Karmapa complicates India's Tibet strategy

NEW DELHI: India's Tibet strategy faces a challenge with the 17th Karmapa, Ogyen Trinley Dorje, seen as the most influential Tibetan Buddhist religious leader after the Dalai Lama, conveying to the government his unhappiness over "restraints" on his travel and his disinterest in any political role.

Though the Karmapa — who fled from China to India in dramatic circumstances in 2000 — does not spell it out clearly, his discontent seems linked to his reluctance to return to India from his US visit in May last year. He has pitched camp in New York where he meets followers amid public engagements.

Karmapa's differences with the Indian government have lingered despite suspicions having ebbed over time that his flight to India was "facilitated" by the Chinese and his stature as a leading religious figure in Tibetan Buddhist tradition, particularly the Kagyu lineage, giving him an international salience.

Though Karmapa recently said he will be back in India in November, perhaps after attending the world Hindu conference in Chicago next month — a commemoration of the 1893 "parliament of world religions" addressed by Swami Vivekananda — his long absence is beginning to jar on Indian authorities who seem to be running out of patience with him.

On his part, the Karmapa is understood to have made it clear that he is chafing over being supervised at all times when in India. He needs permissions to address events and travel from his base at a monastery near Dharamshala is closely monitored. He has not been allowed to visit Southeast Asia. His desire that "constraints" be eased indicates he wants India to make up its mind about his loyalty or lack of it.

He has also said that he does not see a political role for himself and that he will be guided by the Dalai Lama.

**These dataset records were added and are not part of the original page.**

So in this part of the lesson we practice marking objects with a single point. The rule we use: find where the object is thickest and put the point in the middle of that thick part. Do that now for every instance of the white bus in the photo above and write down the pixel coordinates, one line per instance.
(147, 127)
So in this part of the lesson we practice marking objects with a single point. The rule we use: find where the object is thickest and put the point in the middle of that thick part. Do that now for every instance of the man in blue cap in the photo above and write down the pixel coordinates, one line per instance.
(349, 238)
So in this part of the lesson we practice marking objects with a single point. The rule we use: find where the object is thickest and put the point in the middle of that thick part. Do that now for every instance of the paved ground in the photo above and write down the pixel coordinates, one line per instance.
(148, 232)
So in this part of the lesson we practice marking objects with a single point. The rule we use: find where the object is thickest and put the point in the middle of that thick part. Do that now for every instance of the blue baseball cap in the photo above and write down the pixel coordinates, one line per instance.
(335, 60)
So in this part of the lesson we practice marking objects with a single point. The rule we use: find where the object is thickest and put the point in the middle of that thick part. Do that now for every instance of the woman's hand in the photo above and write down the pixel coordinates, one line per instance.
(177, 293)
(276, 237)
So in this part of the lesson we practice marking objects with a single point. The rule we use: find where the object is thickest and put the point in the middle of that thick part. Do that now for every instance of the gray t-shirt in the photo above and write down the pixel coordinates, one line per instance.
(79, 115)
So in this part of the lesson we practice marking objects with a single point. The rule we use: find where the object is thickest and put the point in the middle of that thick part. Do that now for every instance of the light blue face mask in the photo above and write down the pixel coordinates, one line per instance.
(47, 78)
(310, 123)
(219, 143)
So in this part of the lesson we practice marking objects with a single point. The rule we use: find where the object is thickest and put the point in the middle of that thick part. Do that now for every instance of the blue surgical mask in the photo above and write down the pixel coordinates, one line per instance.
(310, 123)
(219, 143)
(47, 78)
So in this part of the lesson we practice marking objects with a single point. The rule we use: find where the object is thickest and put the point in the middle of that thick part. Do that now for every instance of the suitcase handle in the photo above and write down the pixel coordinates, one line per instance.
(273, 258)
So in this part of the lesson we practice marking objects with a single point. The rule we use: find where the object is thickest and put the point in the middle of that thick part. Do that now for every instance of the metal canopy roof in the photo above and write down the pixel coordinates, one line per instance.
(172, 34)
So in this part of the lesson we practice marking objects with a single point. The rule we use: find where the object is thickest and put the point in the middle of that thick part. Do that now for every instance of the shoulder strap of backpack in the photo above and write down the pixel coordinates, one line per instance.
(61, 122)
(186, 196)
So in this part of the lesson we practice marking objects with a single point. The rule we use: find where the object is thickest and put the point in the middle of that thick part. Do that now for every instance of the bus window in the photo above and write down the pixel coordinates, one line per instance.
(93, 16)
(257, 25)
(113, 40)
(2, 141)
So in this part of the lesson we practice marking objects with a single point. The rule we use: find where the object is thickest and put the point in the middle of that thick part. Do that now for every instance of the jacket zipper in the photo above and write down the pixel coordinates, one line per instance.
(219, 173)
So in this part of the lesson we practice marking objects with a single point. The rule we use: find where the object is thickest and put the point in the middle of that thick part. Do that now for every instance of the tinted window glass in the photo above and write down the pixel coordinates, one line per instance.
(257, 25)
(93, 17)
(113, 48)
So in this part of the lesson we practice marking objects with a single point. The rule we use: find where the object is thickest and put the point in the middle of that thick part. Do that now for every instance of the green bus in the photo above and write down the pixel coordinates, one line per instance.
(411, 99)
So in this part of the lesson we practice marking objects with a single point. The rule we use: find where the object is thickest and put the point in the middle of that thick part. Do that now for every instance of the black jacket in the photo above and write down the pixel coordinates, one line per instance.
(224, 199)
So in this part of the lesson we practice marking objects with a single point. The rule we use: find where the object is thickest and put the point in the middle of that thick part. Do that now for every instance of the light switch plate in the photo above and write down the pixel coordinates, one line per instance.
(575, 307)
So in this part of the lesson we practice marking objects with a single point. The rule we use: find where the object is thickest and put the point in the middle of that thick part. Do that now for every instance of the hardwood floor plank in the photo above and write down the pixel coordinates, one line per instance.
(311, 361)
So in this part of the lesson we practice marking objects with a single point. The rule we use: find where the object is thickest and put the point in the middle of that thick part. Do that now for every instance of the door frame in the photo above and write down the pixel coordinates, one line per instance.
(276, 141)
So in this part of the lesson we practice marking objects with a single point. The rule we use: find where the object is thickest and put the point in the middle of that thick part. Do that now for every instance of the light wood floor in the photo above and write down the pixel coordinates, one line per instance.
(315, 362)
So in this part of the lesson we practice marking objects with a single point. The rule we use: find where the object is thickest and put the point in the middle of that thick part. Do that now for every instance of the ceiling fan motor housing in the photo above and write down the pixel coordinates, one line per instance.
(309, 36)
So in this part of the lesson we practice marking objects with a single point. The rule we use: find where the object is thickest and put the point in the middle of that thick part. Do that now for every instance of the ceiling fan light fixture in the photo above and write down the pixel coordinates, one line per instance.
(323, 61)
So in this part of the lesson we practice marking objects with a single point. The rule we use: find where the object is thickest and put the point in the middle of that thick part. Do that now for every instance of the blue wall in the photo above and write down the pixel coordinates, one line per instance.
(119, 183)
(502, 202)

The 33-year-old Tibetan leader's presence bolsters India's claim as a cradle and home of Buddhist thought at a time when China is promoting Buddhism and wooing influential clergy with an eye on the post-Dalai Lama scenario. Beijing would be keen to see the centre of Tibetan thought, embodied in the Dalai Lama, moves to China to consolidate the spiritual authority its political control lacks.
The Karmapa is unable to visit his traditional seat at Rumtek monastery in Sikkim as it is disputed by a rival group. At the same time, he has emerged as a more confident leader and sees himself as the legitimate successor to the widely respected 16th Karmapa who passed away in the US in 1981.
Looking to counter India's formidable links to Buddhism, China has promoted a "world Buddhist conference" and repeatedly offered to develop Lumbini in Nepal, arguing the Buddha's birthplace is the most important marker of his life rather than Bodh Gaya in India where he achieved enlightenment.
It is in this intense, and significant, jockeying for geo-political influence, that Karmapa has a role to play. China's administrative and military control over Tibet is complete, but the fight for spiritual ascendancy is far from over and remains the only, though not minor, lever in India's hands.